Kemkemer, R., Jungbauer, S., Kaufmann, D., & Gruler, H. (2006). Cell orientation by a microgrooved substrate can be predicted by automatic control theory. Biophysical Journal (Annual Meeting Abstracts), 90(12), 4701-4711. Retrieved from https://www.ncbi.nlm.nih.gov/pubmed/16581835.


Cite as: http://hdl.handle.net/11858/00-001M-0000-0010-4720-3
Abstract
Cells have the ability to measure and respond to extracellular signals like chemical molecules and topographical surface features by changing their orientation. Here, we examined the orientation of cultured human melanocytes exposed to grooved topographies.
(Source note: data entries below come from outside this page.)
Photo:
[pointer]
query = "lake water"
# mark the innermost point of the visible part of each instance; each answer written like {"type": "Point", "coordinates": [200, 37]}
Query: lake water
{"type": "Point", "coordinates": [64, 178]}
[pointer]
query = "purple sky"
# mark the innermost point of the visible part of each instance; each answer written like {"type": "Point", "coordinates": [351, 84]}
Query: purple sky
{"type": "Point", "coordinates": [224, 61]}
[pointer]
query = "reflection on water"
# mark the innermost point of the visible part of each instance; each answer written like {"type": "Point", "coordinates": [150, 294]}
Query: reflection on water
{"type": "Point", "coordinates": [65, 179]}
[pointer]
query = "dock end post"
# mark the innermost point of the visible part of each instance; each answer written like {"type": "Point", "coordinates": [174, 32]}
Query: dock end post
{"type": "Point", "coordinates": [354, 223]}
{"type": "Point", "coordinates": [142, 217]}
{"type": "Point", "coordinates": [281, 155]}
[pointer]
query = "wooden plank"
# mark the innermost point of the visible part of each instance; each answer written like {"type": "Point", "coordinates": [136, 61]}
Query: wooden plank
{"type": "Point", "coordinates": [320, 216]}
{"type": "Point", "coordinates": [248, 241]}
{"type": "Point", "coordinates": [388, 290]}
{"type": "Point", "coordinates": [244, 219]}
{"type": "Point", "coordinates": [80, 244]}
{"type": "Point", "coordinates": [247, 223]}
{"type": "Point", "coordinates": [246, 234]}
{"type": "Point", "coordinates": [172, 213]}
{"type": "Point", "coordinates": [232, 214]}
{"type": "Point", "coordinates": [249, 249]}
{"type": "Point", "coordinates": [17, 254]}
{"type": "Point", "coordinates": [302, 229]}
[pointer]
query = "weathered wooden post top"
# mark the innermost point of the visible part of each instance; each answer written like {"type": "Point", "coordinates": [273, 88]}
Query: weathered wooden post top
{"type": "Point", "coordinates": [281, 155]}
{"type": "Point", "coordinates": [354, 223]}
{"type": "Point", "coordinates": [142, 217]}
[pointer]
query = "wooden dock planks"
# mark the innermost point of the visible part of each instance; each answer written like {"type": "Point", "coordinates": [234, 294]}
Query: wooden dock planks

To predict the cells' orientation response, we describe the cell behavior with an automatic controller model. The predicted dependence of the cell response to height and spatial frequency of the grooves is obtained by considering the symmetry of the system (cell + substrate). One basic result is that the automatic controller responds to the square of the product of groove height and spatial frequency or to the aspect ratio for symmetric grooves. This theoretical prediction was verified by the experiments, in which melanocytes were exposed to microfabricated poly(dimethylsiloxane) substrates having parallel rectangular grooves of heights (h) between 25 and 200 nm and spatial frequencies (L) between 100 and 500 mm(-1). In addition, the model of the cellular automatic controller is extended to include the case of different guiding signals acting simultaneously.